Thermionic Effect
Valves and vacuum tubes work according to the Thermionic Effect, which Thomas Edison discovered in 1875. When Edison experimented with light bulb designs, he found that an electric current flowed in a vacuum between a hot filament and a metal plate; current did not, however, flow in the opposite direction. The device was a one-way valve for electricity, which is a desirable ability. Subsequent work led to more complex designs including metal filaments, screens and plates in various arrangements. A screen placed between the filament and plate varies the current flow, making a control valve capable of amplifying weak signals.

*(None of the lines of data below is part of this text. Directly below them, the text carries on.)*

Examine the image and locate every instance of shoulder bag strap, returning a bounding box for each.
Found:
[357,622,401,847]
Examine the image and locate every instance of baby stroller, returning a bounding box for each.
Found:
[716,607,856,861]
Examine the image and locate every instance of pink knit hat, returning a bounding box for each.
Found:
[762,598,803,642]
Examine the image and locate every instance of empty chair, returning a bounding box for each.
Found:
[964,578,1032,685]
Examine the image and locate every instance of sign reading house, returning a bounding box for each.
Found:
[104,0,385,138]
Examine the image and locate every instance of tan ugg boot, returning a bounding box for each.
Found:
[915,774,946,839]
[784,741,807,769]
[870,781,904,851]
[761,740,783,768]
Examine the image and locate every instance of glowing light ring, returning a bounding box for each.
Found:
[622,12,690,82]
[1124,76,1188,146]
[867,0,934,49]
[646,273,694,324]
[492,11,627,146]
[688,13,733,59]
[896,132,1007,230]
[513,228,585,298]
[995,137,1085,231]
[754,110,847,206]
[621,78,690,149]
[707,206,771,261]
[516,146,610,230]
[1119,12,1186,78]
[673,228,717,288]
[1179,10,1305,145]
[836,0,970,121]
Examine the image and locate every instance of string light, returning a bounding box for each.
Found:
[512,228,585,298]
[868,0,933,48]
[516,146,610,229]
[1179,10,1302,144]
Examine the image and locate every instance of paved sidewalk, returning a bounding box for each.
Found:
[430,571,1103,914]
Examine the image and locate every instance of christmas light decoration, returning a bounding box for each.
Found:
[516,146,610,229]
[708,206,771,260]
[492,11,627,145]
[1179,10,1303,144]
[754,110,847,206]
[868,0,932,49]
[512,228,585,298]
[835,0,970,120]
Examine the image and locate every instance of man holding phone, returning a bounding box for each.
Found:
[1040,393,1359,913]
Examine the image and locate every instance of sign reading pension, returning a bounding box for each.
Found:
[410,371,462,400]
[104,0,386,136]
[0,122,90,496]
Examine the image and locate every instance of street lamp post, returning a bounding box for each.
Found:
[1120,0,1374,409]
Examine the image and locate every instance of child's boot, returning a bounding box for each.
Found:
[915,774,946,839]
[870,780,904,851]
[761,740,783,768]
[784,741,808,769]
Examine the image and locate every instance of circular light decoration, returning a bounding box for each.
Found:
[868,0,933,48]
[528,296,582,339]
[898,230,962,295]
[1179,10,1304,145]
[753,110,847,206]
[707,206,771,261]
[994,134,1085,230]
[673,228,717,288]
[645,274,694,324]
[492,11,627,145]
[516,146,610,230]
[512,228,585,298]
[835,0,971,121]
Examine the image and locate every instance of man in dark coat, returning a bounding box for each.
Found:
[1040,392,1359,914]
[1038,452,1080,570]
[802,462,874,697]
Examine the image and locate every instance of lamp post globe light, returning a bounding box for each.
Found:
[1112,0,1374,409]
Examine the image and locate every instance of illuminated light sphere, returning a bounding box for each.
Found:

Radio Frequency Oscillator
A valve radio employs a circuit called a variable-frequency local oscillator; when you adjust the radio's tuning dial, you tune the oscillator's frequency. Radio broadcasts operate at a frequency range of between 530 kHz to 108 MHz. A mixer circuit combines the local oscillator with the antenna signal, producing an output that has a fixed intermediate frequency containing one radio station's broadcast. The radio sends the intermediate frequency to other circuits that decode sound from the signal.
Rectifier
AM radio carries a broadcast through a process called "amplitude modulation" -- the sound waves of music and speech vary the strength of a high-frequency signal. To demodulate AM, a radio uses a rectifier circuit built around a diode -- the simplest kind of valve, in which current flows in one direction. The diode removes the intermediate-frequency radio signal, leaving only the original audio broadcast, although it is not yet powerful enough to drive a speaker.
Amplifiers
The radio contains a valve amplifier that boosts the power of the demodulated audio signal. The screen of one valve uses the weak audio to control a stronger current from the radio's power supply; this current passes through a volume control and speaker. It takes only a few watts of power to drive a tabletop radio speaker to comfortable listening levels. In addition to the audio amplifier, the radio has high-frequency valve amplifiers to increase the power of signals coming from the antenna.
Transformers
Some valves produce a high-voltage direct current at their outputs, which can interfere with other circuits connected to the valve as well as damage the speaker. To solve this problem, radio engineers use transformers in various parts of the radio; the transformer passes the radio and audio signals while blocking any DC. Radios have transformers between amplifier circuits and the local oscillator, and the audio amplifier drives the speaker through another transformer.